Al-Zaher Palace Museum
- Established: 1944; 82 years ago
- Location: Makkah, Saudi Arabia
- Coordinates: 21°26′46″N 39°48′29″E﻿ / ﻿21.446143°N 39.807972°E
- Type: History museum
- Collections: History of Makkah, Saudi archaeology, and Islamic heritage

= Al-Zaher Palace Museum =

Museum in Mecca, Saudi Arabia

Al-Zaher Palace Museum in Makkah, Saudi Arabia, is a historical museum that exhibits the history of Makkah and various archaeological collections for different periods of Islamic history in the region. It has an area of 2,700 m^{2}, covering two storeys and the surrounding gardens. It was built in an Islamic architectural style with cut and carved stone.

== History ==
Al-Zaher Palace was constructed in 1944. It was one of the headquarters for King Abdul Aziz in Makkah where he met the delegates of Muslim pilgrims from different Islamic countries.

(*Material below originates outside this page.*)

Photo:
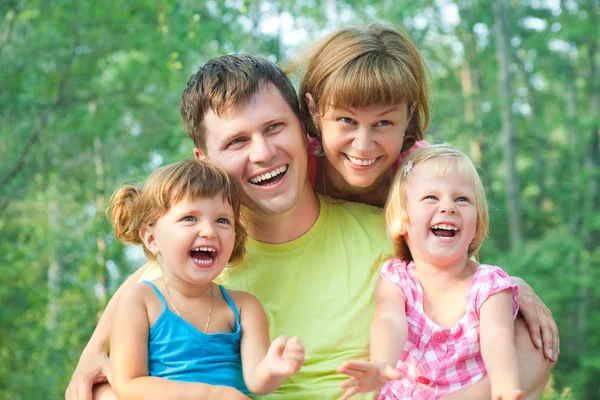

The palace initially served as a guesthouse. In 1958, it became the premises of Al-Zaher Elementary School, before being renovated and converted into a museum of antiquities and heritage in 2006.

== Museum Halls ==
The museum consists of 15 halls, including:

- Pre-Islam Hall
- The Kingdom's Antiquities Hall
- The Holy Quran Hall
- The Prophet's Biography Hall
- Hajj Hall
- The Holy Mosque's Architecture Hall
- Makkah Heritage Hall
- Islamic Civilization Exhibits Hall
The Kingdom's Antiquities Hall displays rock inscriptions, fortresses, Hajj routes, and archaeological finds from across Saudi Arabia. The Hajj Hall includes historical photographs and maps of pilgrimage routes, while the Holy Mosque's Architecture Hall traces the development of the Grand Mosque and contains a model of the complex.